Pensou em Pomerode[1]
e sua supremacia na taxa de suicídio nacional. Pensou na explicação que ouvira sobre
isso: cultura competitiva, individualista, baseada no "ter",
"consumir" e não no "ser". Sentiu uma certa dose de pena
das pessoas que acreditam realmente que o fato de alguém não possuir um carro
diz algo sobre o valor daquela pessoa.
"Apita" o celular e,
dispersa pelo desejo de atendê-lo, percebe que a mente faz novos caminhos que
distorcem o sentido original de sentar e escrever um texto: a percepção de que,
para fugir das posturas preconceituosas, tinha formado, sem querer, uma espécie
de "preconceito reativo", mas não acreditava que isto pudesse ser
algo bom. Preconceito não é algo bom, e ser injusta com um monte de outros
gaúchos não soberbos também não. E não podia se deixar envolver pelo horroroso
jogo da competitividade!
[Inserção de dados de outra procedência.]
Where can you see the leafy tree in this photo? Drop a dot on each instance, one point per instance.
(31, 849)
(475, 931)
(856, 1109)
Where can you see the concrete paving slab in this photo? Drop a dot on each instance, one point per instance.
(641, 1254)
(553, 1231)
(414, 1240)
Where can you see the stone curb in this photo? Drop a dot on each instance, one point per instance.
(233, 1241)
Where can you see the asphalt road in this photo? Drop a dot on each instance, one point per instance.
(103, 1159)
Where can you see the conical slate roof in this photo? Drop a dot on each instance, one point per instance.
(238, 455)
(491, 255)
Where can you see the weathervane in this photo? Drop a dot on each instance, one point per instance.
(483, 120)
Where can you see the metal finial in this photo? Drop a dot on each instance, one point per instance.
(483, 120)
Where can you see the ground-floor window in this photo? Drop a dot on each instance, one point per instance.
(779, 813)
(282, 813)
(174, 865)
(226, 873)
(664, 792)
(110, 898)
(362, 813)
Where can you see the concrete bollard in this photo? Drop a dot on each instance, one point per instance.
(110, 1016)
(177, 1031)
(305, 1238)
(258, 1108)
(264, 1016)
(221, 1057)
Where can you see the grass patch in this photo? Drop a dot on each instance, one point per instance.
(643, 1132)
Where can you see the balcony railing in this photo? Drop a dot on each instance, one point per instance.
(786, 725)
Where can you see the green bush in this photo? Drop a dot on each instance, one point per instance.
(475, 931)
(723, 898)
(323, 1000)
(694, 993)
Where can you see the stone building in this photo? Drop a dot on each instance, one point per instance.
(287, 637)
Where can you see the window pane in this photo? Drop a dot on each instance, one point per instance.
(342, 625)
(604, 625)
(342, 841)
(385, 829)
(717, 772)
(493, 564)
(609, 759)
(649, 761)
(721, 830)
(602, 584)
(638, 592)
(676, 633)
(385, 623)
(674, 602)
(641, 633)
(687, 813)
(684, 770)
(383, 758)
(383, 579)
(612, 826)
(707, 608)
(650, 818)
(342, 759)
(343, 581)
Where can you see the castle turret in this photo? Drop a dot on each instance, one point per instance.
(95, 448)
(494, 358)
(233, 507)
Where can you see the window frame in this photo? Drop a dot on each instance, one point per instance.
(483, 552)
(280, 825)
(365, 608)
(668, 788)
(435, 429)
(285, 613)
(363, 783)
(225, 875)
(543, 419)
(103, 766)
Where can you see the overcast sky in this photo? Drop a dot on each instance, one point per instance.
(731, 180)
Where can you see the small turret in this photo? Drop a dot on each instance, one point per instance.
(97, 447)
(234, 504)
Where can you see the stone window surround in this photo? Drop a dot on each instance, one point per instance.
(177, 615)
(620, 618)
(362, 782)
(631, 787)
É bem verdade que ainda lhe chocavam os relatos de
desconhecimento das contribuições importantíssimas de pessoas de outros estados,
desconhecimento que reforçava a crença de que sulistas sejam melhores; mas
negar e ir para o extremo de que, na verdade, são os piores, também não
empoderaria ninguém.
Não conhecia mesmo, era verdade,
muitos exemplos de feitos importantes de pessoas do Sul, não compreendendo, por
isso, a suposição mítica de que seriam pessoas melhores simplesmente por
descenderem de europeus (quem disse que são só os sulistas, e quem disse isso
quer dizer alguma coisa?). No entanto, decidira que devia conhecer, e não se
guiar pela avareza cognitiva que sempre nos leva a operar a partir do mínimo
possível de informação, fazendo julgamentos tendenciosos. Será mesmo protetivo
ficar sempre com um pé atrás, evitando se chocar novamente da próxima vez que
algum comentário arrogante e preconceituoso vier? Ou será uma postura que
atrapalha a interação, dificultando ainda mais os processos de troca que
poderiam levar a pessoa a reconhecer, envergonhar-se e refletir sobre seus
preconceitos para lidar de forma melhor com eles, como faço agora?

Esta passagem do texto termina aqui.